We've enjoyed lots of fresh produce this summer too: squash, melons, tomatoes, peas and okra. Though none of it was from our own garden- but that's ok. I've done much better at  growing flowers.

While Chris has applied and interviewed for more jobs than I care to count- and nothing has worked out- I'm excited about the future and our pending move. Wherever that may be.  Which right now we know somewhere around the Tyler area, since Chris is still teaching at the school he was at last year. And we have a PT/ very tentative worship leading gig lined up for the fall. (just for a few months...)

I am tired of waiting for my life to start. Planning our future. I know you are NOT supposed to live like that. That we are WARNED against living in this way. My life is happening all around me and I need to Be Here Now.

So grateful. Thankful. Thanksgiving prepares the way for blessing.

Monday, August 4, 2014

Motherhood Woes

July 21, 2014

I can't believe it's been 4 months since I last blogged... I mean, I knew I'd not written for awhile and put it aside, for a time, but I thought I'd been more like two months.

Although I said, "the next time this girl naps, I'm napping....!!" She's asleep and I'm writing. I considered a shower and a nap, but somehow I feel like getting these words out will also provide some sort of cleansing. 

I've been mothering a sick kid now for almost a week and it's draining. Not too sick. Not real sick. Just puny and not her happy self. What started as a cough last Tuesday turned into a fever overnight that we just can't seem to shake. And she's working on tooth number six. And trying to walk. So, that's alot for a 19lb girl. I get it. But mamma is tired too!

Last night we went from crib to bed to glider to bed and by 3:00am I was holding a baby girl who smelt of apple cider vinegar and had 102 fever asleep in my arms in the recliner.  I HATE the recliner, but it provided relieve until 8:00am this morning. 

And being congested and feverish causes her to fight naps, or simply demand napping in my arms. On the boob. Gah!

It's almost noon and I'm still in my nursing gown. The ONE nursing gown I own and wash every other day. My hair is matted with infant Tylenol and Ibuprofen, which I HATE to give my child since they have wonderful ingredients like high fructose corn syrup in them. We all smell like peppermint and lavender and she cries like I'm cutting her arms off when she sees the Nosfrida come out... It's just so pleasurable. 

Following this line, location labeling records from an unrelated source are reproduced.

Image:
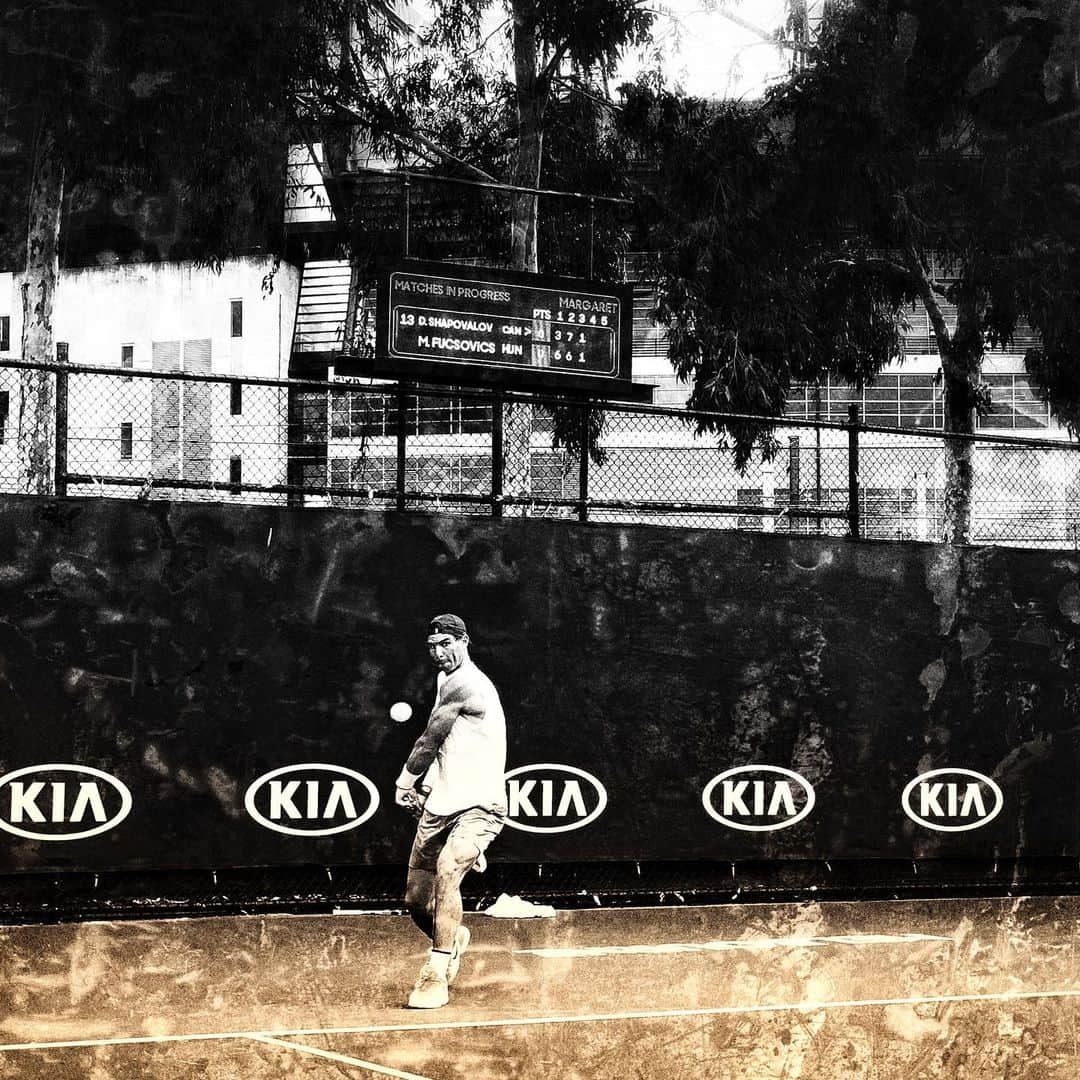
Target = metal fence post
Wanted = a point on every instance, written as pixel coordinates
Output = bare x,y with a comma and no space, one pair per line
497,451
853,524
402,445
59,477
583,468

I know these moments are few, and fleeting and overall she is a happy, healthy girl. But on days like today I'm convinced every other mommy is attending mommy and me yoga, or baby music class or strolling up and down there tree-lined street, visiting neighbors for iced coffee at a cafe that is within walking distance. All mamas have wonderful mama friends who are all back at there pre-pregnancy weight and do crafts and have play-dates together. They make lovely rompers for their children out of gorgeous material and feed them only the freshest foods. Right?!

I loves staying at home, but sometimes I wish my ten month old didn't need the boob so often, and for anything from comfort to sleep to nourishment to tiredness. I wish I could have an hour for a pedicure or could hire a babysitter for four hours and just go sit and read and drink a hot coffee while it's still hot. But, this is how we've chosen to raise our child. And, on most days, I'm ok with it. 

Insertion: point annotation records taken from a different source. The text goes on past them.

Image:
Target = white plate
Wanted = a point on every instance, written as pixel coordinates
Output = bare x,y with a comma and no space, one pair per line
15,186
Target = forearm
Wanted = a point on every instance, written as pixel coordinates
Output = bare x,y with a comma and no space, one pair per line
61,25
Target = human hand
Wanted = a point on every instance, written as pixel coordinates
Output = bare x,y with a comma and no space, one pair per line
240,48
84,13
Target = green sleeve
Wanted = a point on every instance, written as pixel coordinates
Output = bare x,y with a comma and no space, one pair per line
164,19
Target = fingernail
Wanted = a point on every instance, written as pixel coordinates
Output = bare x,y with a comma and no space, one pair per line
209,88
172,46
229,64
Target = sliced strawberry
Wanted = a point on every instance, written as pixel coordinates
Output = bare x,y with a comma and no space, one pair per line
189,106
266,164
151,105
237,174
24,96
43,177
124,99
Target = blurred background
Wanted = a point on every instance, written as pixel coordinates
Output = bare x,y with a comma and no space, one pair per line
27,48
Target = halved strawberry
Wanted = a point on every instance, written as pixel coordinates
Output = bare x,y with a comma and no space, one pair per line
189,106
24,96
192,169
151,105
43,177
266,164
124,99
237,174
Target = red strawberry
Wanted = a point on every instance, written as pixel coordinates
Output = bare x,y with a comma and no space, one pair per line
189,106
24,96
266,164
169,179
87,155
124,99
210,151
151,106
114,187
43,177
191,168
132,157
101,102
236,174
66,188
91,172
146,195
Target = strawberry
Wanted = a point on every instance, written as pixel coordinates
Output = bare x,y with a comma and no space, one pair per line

Adding to the emotional drama is the fact that yesterday was our last Sunday on staff as PT youth ministers at the church here. So, we are loosing that income (as little as it might have been...) and we have to move out of the parsonage. Sooner rather than later. And that means packing. And moving into a home we've yet to find. With money that we barely have. Joy.

I am very excited about the newness and what God has in store. New city. New church. New growth in our lives and faith. But, climbing that mountain is work.  But the view will be worth it in the end!